The Revolutionary Communist Group – for an anti-imperialist movement in Britain

Republican voices: ‘Was it all worth it?’

FRFI 164 December 2001 / January 2002

Republican Voices edited by Kevin Bean and Mark Hayes, Seesyu Press 2001, 142 pp. Available from Republican Voices, PO Box 31, Belfast BT 12 7EE. £5 or I£7.50 (plus £2 p&p)

‘Was it all worth it? When we bring about the removal of the British and a democratic socialist thirty-two county Republic, when the wealth of this country is handed back to the people, when there is justice, freedom and equality – then I’ll say it was worth it’ Brendan Hughes

The political context in Ireland has changed since this short book was published in August 2001. The most recent phase of resistance to British imperialist rule in Ireland is over for now but Republican Voices

The major strength of this book is that it records, in a very readable format, the views of working class men who joined the fight against British rule. The book consists of a series of interviews with six Republicans who were directly involved in the struggle. These men received their political education on the streets and, above all, in the gaols. ‘You were politicised as a Republican every three or four weeks when the Brits would come to your house and beat the shite out of you’, says Tommy Gorman.

The contributors to this book were all young men who joined the IRA following the state-sponsored assaults on Catholic areas in 1969 and the defeat of the reformist Civil Rights movement. Tommy Gorman in Belfast ‘witnessed [Loyalist] mobs on the rampage and cops actually throwing petrol bombs. If the upholders of the law break the law, then there is no law’. He joined the IRA in 1970. The contributors admit their political outlook at this time was limited to community defence and fighting Loyalist sectarianism.

In the early days of the Provisional campaign, Tommy McKearney argues that there was an exclusive emphasis on seeking a military victory and that politics was seen as an afterthought to the armed campaign. Later on, many Republicans realised that the military campaign had to be linked more closely to the needs of the people. Eamonn McDermott describes the debate in the prisons: ‘The gaol was a place where politics were developed. The struggle had to make a difference to people’s lives. It was not just a question of “Right, the Brits have gone. Now we can all go home.” There were some traditionalists who were uncomfortable with Marxism. There were others who took Marxism seriously and even formed the League of Communist Republicans.’

The book contains dramatic accounts of the hunger strikes of 1980 and 1981 by some of those who participated. Tommy McKearney identifies three possible strategies for the Republican Movement after the defeat of the hunger strikes in 1981. Firstly, the respectable parliamentary road; secondly, the old tried and failed militarist option; or, thirdly, the building of a revolutionary mass movement linking up with the daily struggles of working class nationalists. Significantly, this third revolutionary option was never seriously discussed by the Republican Movement, let alone attempted.

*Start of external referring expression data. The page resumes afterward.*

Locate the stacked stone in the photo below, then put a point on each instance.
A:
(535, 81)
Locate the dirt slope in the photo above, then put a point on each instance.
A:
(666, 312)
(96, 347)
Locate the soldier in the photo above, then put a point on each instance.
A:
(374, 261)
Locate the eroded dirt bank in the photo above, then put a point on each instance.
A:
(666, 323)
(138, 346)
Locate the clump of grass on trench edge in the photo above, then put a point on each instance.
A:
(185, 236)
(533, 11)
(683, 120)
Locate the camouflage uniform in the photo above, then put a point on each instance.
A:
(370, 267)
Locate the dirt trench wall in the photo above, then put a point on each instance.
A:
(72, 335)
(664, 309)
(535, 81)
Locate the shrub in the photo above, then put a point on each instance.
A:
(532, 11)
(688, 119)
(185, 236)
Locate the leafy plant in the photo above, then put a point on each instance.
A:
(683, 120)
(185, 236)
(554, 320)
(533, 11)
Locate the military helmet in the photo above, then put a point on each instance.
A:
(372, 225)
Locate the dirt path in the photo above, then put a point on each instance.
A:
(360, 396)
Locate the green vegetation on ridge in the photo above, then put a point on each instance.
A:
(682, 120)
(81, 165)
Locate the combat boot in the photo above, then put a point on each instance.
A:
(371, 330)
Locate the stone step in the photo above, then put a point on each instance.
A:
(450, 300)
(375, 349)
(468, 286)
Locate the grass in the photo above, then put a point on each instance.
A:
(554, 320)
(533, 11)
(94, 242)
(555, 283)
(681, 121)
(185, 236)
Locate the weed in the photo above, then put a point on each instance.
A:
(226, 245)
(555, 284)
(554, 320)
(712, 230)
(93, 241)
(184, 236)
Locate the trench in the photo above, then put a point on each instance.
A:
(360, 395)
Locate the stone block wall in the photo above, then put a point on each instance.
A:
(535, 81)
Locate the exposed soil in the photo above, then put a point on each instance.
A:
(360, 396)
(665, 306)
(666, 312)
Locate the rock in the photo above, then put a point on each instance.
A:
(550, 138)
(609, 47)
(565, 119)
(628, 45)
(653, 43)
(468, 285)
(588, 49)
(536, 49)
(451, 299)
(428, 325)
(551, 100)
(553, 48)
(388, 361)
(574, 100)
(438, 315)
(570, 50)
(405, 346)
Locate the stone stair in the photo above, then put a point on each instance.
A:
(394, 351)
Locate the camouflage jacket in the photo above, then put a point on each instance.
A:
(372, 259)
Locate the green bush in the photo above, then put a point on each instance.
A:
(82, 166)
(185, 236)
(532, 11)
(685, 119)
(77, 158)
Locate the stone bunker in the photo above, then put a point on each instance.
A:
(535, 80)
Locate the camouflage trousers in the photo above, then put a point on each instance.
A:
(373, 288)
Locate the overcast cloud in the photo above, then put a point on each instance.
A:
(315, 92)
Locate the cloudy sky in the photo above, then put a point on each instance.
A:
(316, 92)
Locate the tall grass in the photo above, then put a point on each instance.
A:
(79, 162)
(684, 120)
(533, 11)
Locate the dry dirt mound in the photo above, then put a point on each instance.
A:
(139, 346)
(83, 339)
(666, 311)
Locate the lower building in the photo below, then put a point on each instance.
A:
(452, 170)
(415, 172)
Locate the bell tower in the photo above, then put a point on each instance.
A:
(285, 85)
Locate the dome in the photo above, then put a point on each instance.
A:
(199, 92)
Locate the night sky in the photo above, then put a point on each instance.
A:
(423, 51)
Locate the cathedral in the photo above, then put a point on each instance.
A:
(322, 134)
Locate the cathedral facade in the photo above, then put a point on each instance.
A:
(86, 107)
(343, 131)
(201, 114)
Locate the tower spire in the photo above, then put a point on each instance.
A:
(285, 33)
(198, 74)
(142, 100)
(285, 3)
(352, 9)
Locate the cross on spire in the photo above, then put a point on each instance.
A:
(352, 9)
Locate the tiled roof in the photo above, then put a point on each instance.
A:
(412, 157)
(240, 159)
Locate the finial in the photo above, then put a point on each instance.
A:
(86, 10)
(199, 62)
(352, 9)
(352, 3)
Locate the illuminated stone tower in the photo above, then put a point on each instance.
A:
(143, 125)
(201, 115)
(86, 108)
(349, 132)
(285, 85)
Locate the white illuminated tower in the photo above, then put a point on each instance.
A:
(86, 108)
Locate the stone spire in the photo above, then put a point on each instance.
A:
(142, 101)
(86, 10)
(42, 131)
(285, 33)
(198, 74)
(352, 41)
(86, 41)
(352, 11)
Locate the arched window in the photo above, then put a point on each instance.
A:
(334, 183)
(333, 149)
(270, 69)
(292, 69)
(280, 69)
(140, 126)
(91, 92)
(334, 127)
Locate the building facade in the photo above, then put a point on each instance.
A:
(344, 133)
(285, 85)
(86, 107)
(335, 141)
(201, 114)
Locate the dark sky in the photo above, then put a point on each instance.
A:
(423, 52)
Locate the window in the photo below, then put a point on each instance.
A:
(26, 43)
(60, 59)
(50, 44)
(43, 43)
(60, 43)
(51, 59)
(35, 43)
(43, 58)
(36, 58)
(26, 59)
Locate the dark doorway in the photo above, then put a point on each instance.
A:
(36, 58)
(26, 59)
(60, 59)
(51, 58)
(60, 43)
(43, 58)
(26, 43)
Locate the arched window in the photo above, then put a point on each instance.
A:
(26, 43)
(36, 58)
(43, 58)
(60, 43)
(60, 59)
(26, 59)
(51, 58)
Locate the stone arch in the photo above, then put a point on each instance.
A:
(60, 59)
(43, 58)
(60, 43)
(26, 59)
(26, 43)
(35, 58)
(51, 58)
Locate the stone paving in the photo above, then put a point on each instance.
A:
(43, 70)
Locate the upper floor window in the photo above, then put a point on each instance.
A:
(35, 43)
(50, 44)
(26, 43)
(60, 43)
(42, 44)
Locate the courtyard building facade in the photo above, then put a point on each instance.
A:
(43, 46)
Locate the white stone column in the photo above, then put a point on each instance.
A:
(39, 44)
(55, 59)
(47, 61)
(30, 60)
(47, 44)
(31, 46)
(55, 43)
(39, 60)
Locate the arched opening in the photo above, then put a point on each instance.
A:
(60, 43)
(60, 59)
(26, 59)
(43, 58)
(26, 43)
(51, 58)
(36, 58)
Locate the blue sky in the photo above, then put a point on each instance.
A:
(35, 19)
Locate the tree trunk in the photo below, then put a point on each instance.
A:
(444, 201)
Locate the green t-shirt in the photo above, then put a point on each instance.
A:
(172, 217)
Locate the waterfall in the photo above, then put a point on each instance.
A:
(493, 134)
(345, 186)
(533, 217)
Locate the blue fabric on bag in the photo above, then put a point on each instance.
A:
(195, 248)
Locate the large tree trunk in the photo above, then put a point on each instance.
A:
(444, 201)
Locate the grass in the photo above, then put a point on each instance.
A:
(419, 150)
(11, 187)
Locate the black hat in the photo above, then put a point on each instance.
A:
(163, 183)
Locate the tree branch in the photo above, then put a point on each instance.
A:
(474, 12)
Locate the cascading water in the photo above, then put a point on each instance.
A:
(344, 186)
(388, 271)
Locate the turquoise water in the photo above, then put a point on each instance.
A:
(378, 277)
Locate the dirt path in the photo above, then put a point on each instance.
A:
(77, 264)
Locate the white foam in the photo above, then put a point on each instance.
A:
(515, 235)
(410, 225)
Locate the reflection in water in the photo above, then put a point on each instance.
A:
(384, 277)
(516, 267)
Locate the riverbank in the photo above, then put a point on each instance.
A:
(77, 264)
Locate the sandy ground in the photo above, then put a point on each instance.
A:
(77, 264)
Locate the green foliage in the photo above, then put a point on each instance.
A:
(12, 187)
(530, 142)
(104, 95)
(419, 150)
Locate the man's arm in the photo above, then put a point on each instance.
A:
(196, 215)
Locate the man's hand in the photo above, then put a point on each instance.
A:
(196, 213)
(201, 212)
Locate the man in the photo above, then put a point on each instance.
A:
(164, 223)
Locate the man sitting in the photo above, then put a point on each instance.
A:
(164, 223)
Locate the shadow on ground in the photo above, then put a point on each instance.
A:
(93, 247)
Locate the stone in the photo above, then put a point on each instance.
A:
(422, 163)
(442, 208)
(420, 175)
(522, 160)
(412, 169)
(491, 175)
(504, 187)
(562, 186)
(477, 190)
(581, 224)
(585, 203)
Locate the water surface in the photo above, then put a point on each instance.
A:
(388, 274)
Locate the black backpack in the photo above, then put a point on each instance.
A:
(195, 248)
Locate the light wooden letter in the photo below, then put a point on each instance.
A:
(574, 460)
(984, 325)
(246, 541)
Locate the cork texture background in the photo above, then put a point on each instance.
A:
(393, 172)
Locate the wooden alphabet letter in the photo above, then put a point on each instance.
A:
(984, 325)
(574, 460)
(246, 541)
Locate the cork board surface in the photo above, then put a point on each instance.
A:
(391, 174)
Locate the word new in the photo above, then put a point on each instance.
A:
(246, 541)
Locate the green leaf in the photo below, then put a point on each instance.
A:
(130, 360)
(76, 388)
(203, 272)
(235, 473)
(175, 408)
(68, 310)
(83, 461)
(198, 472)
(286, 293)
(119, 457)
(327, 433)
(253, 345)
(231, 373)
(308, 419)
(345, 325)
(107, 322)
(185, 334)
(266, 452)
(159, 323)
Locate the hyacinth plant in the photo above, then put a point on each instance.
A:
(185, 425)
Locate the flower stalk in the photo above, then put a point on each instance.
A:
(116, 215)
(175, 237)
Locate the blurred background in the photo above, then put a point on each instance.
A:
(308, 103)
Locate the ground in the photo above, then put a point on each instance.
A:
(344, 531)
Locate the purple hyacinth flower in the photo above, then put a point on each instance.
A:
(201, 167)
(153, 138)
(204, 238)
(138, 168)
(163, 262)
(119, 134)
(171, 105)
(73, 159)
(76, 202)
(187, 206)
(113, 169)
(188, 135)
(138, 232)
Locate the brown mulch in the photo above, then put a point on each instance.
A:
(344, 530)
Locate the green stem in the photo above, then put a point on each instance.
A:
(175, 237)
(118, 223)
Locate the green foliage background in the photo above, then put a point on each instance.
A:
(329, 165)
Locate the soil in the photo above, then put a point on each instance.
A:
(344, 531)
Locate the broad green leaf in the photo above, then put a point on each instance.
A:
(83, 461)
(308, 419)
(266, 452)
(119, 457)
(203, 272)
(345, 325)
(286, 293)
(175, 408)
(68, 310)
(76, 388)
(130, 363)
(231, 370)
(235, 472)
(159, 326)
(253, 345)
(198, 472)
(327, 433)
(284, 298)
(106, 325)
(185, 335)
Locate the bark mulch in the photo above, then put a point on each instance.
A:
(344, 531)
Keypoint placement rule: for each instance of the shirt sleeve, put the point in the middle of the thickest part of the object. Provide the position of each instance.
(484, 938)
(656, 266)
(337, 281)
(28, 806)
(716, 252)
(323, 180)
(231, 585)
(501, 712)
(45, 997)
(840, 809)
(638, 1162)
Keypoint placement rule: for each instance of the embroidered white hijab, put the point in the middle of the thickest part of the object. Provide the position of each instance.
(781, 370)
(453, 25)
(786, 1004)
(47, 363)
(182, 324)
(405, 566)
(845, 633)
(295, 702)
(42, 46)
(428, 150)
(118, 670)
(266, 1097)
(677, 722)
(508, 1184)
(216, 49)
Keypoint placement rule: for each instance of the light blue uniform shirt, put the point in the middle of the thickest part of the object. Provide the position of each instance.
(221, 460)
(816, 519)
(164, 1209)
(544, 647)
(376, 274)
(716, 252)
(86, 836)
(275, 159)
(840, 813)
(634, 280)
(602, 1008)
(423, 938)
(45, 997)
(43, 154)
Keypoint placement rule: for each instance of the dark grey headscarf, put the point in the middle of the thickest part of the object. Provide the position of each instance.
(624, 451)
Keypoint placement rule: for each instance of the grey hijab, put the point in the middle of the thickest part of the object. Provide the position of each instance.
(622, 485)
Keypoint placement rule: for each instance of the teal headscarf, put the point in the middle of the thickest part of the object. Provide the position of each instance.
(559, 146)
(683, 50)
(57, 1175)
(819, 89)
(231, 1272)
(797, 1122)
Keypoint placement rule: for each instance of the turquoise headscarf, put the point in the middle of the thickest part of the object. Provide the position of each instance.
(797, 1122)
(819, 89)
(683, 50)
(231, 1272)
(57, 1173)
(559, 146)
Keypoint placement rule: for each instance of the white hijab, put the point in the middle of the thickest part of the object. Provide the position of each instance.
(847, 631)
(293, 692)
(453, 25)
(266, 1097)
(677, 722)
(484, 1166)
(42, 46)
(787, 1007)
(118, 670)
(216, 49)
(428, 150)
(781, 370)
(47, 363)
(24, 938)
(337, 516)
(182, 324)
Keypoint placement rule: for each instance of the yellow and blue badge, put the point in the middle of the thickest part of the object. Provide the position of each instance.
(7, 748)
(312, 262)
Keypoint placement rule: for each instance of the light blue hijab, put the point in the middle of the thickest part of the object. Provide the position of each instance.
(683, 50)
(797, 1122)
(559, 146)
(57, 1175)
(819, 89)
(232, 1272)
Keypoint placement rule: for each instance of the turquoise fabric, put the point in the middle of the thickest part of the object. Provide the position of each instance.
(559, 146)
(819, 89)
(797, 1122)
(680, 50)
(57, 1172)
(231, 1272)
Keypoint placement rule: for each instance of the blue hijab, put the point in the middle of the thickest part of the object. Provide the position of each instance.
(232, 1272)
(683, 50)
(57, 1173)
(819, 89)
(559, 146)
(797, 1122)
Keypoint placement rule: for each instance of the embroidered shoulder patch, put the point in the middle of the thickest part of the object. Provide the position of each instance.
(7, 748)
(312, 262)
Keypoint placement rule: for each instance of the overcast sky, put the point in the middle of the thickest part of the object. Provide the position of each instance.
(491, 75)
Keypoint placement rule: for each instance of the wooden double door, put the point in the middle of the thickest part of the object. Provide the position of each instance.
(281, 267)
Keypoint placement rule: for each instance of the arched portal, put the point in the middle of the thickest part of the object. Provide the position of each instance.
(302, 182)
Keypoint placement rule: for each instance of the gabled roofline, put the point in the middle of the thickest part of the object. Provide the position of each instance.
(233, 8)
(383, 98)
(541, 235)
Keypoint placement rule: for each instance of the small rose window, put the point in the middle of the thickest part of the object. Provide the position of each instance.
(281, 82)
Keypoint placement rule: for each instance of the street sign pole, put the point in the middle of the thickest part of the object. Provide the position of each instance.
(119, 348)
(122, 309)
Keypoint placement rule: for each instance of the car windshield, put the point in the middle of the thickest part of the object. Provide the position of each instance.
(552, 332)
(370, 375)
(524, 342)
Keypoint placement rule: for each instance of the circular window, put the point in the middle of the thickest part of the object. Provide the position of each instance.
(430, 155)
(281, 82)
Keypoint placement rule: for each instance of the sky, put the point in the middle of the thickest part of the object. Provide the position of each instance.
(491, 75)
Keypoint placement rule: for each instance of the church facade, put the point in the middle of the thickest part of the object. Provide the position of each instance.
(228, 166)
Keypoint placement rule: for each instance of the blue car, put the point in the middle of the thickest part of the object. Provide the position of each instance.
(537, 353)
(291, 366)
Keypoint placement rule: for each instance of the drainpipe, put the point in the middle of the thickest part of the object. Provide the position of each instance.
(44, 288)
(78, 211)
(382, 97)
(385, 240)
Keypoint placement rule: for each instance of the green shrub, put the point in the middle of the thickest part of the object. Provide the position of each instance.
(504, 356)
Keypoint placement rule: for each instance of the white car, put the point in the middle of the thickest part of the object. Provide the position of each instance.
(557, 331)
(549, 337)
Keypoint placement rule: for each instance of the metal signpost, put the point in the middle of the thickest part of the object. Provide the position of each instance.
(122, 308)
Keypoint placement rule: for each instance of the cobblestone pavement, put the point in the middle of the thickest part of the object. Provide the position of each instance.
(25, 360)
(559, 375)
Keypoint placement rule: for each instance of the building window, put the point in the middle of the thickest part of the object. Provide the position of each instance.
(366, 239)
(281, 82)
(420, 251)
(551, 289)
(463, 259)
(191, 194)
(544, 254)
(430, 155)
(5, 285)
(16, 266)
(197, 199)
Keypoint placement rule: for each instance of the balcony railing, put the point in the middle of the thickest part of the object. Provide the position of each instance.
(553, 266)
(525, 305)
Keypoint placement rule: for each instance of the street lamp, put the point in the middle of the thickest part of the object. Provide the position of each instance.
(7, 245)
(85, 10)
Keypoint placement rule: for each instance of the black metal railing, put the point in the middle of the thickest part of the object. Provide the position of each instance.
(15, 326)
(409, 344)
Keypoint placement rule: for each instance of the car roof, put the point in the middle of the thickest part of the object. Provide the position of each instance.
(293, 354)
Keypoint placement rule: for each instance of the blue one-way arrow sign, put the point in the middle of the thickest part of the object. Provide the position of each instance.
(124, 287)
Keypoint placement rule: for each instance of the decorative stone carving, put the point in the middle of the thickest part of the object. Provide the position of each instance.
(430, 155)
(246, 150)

McKearney describes the vast numbers that joined the mass movement on the streets at the time of the hunger strikes, but says that Sinn Fein ‘were sitting on it like an old hen sitting on an egg. Sinn Fein smothered some of the spontaneous social resistance at birth’. Gerry Adams and some of the Sinn Fein leadership were also hostile to attempts by prisoners in the H-Blocks to develop a Marxist analysis of their struggle. The second part of the document, Questions of History, written by POWs in Long Kesh was suppressed by Sinn Fein and has never been published.

Brendan Hughes condemns the new exploitation carried out by middle class nationalists, which is an inevitable part of the so-called Peace Process. He writes of his own experiences of casual labour in Belfast: ‘People [are] working for £20 to £22 a day. These builders and employers would claim to be Republicans…I know dozens and dozens of ex-prisoners who have no alternative but to work for these unscrupulous people and I’m pretty sure it’s the same on the [Loyalist] Shankill Road.”

Brendan Hughes’ analysis of the Peace Process is a sobering one: ‘What we hammered into each other time after time in gaol was that a central part of British counter-insurgency strategy was to mould leaderships that they could deal with. I look at South Africa and I look at the situation here and I see that the only real change has been in appearances. No real change has occurred. A few Republicans have slotted themselves into comfortable positions and left the rest of us behind. In many ways the nationalist middle class has been the beneficiary of the struggle. It has not been Republicans, apart from those Republicans eager to join that class.’ But when nothing has changed and when former Republicans sit in Stormont administering anti-working class policies such as the Private Finance Initiative, how long can the new consensus hold?